Although progress is inevitable due to the constant flow of knowledge and ideas, a certain amount of prudence is necessary to ensure that such progress does not undermine the pillars upon which our society stands. Progress at the expense of traditionally established virtue will not succeed in upholding the common good; rather, it diminishes the common good in the name of societal advancement and economic prosperity.

In short, progress must be conjoined with virtue in order to truly uphold the common good. Virtue, from the Greek “virtues,” literally translates to moral excellence. This classical ideal has maintained a cultural presence throughout the course of humanity, namely through ancient Greek philosophy and the Judeo-Christian attitudes.

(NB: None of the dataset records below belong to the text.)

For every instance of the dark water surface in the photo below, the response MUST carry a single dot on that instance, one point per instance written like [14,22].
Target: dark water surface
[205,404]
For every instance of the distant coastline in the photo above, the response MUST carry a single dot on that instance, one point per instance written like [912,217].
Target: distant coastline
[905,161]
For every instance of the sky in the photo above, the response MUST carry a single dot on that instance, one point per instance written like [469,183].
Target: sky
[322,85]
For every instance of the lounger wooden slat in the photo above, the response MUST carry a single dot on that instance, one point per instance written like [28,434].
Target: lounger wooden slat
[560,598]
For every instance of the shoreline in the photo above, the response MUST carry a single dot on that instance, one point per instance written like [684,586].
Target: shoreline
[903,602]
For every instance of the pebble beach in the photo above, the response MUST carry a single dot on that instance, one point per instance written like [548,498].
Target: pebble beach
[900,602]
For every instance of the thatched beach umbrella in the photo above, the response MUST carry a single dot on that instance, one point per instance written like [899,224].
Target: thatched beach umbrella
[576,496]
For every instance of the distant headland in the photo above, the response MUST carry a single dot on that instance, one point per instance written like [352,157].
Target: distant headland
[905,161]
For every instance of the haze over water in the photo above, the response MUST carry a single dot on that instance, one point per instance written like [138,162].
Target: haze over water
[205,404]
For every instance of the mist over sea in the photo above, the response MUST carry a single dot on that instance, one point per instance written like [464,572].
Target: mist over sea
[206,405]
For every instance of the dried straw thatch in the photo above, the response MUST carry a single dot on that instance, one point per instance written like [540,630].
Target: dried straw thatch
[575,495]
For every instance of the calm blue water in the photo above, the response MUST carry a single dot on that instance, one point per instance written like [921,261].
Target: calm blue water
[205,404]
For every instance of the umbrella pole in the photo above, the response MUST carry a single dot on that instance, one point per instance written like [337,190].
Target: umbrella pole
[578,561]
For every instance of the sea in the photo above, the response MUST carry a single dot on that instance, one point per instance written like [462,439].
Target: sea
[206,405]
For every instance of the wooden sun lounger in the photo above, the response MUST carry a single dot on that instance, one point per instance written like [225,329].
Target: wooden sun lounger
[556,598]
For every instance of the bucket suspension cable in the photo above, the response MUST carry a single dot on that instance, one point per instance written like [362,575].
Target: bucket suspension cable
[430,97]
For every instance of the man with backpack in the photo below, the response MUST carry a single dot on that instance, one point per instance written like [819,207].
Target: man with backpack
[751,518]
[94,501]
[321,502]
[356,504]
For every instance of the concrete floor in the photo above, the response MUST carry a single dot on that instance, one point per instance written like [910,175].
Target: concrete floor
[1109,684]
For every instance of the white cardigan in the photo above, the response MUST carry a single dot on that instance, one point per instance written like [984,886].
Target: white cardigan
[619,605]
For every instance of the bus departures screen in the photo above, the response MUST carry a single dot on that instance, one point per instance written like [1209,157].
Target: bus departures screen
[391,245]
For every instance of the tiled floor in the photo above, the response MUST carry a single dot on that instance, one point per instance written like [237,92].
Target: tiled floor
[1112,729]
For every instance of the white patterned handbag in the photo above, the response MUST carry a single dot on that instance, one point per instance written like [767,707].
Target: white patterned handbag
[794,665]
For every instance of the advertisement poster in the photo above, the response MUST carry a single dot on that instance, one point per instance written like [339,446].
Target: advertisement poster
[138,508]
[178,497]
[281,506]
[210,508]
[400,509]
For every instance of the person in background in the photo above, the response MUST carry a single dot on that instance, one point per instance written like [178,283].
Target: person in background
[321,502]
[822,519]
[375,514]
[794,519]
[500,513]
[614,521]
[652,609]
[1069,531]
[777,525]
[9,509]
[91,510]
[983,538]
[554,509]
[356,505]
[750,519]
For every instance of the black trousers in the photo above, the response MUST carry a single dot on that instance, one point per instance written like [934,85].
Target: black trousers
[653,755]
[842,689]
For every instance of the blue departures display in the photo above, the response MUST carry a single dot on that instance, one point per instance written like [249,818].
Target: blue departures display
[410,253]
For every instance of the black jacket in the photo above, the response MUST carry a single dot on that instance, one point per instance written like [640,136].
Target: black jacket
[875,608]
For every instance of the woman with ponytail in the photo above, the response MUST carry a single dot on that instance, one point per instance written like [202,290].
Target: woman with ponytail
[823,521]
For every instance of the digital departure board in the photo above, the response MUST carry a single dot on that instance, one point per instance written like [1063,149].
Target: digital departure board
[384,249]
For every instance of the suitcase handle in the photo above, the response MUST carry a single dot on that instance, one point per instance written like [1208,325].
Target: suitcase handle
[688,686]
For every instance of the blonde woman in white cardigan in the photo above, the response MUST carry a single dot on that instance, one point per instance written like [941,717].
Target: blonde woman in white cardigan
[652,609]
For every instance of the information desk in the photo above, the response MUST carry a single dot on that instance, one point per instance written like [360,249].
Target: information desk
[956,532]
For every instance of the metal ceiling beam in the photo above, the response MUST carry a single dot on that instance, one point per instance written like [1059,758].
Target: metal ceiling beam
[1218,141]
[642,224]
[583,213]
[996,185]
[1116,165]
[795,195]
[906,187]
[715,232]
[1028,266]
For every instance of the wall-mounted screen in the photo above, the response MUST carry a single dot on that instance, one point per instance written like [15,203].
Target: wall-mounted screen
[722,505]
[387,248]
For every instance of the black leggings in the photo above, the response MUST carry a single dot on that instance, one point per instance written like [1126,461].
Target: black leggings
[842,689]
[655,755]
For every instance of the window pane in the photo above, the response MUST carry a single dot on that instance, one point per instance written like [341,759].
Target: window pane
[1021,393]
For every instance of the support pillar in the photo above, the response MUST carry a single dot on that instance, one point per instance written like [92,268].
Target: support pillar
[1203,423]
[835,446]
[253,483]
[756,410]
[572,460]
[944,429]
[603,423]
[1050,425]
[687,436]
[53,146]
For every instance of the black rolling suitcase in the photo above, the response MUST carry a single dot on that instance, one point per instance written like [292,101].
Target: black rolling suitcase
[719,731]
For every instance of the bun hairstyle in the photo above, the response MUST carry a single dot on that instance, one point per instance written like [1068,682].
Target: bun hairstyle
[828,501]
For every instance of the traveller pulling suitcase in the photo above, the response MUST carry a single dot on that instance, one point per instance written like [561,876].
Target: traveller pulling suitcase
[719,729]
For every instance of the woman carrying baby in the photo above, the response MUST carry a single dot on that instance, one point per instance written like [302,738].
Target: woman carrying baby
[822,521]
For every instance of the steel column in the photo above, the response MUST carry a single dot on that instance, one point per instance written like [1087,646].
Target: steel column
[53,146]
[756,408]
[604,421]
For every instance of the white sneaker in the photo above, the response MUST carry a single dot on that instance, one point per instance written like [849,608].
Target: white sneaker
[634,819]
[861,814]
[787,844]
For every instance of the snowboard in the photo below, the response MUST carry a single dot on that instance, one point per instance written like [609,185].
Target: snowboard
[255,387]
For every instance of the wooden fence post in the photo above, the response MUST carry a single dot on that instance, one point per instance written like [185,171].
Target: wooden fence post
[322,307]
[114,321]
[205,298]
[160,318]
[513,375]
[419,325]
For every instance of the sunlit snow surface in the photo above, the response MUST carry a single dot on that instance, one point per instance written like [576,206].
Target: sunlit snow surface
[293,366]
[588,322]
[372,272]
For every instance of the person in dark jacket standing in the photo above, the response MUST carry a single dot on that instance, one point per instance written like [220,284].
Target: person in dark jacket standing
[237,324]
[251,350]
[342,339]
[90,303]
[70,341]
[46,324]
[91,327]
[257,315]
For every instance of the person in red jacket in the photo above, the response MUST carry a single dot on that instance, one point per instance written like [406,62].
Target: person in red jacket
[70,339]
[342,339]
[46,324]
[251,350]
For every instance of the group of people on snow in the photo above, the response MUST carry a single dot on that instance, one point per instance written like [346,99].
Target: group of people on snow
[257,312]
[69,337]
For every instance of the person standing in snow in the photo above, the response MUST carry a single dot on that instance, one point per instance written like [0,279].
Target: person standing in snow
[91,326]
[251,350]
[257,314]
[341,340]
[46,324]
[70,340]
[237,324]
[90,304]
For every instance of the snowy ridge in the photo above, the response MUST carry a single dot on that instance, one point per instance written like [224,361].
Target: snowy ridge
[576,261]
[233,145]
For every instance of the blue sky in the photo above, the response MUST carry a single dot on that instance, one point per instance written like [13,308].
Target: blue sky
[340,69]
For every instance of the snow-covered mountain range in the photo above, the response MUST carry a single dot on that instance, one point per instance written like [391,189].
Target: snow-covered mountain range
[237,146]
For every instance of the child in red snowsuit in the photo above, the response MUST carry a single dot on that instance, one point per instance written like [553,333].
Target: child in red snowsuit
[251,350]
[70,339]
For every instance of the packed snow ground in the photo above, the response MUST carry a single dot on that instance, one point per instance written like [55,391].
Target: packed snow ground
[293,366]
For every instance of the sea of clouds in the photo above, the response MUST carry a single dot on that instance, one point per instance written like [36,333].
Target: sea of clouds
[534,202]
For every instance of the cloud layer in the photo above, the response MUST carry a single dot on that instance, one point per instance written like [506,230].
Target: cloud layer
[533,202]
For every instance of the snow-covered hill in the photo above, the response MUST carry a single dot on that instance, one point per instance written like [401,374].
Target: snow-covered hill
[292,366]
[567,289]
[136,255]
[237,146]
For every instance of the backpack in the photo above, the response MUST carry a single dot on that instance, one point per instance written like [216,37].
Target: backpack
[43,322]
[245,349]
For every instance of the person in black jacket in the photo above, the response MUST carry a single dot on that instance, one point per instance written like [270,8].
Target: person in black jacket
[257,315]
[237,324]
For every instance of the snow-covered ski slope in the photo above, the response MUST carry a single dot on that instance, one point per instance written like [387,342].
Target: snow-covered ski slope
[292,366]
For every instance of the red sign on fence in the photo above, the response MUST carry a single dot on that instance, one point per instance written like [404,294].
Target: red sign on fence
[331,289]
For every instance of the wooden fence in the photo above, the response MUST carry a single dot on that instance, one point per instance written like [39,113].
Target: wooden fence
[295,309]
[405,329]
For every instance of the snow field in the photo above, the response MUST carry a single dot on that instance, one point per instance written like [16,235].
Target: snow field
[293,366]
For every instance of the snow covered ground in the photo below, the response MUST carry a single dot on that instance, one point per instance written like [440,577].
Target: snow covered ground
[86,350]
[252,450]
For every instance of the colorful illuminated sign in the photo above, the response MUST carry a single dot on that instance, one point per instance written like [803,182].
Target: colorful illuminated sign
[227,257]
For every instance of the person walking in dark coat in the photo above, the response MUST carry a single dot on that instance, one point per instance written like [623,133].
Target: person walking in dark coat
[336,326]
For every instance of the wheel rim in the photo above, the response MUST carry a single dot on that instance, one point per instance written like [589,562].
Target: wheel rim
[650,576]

It should be noted that both these influences were instrumental during the foundation of the U.S.

As evidenced in the founding documents, the Founding Fathers maintained a deep respect for classical ideals and the Christian heritage, both of which they studied extensively. Patrick Henry wrote, “The great pillars of all government and of social life (are) virtue, morality and religion.”

History reminds us that when virtue and morality are divorced from culture, degeneration of the state is certain to follow. This degeneration is most explicitly visible when human beings become expendable for the sake of progress, or another popular buzzword, convenience. This disfigurement of the concept of humanity is a lie that must be abolished.

The battle can only be fought by individuals who recognize that culture cannot progress in good conscience if virtue and morality become subjective. Plato acknowledged the inherent danger in subjective morality. In countering the Sophists, a group of thinkers who taught self-interest as the highest ideal, Plato argued that this line of thought would lead to a moral uproar. If individuals could choose for themselves particular truths, then there would be no objective compass to direct humanity.

Yet, this is the current landscape of our culture today, one that is riddled with individualism under the guise of compassion. In reality, the popular social agendas of the modern age uproot truth and morality for the sake of progress. Virtue and justice in particular, are abandoned in the wake of this secular movement.

These changes we are witnessing in politics and culture today suggest the need for individuals who are willing to courageously defend the truth. For without the truth, there is no hope in modern progress.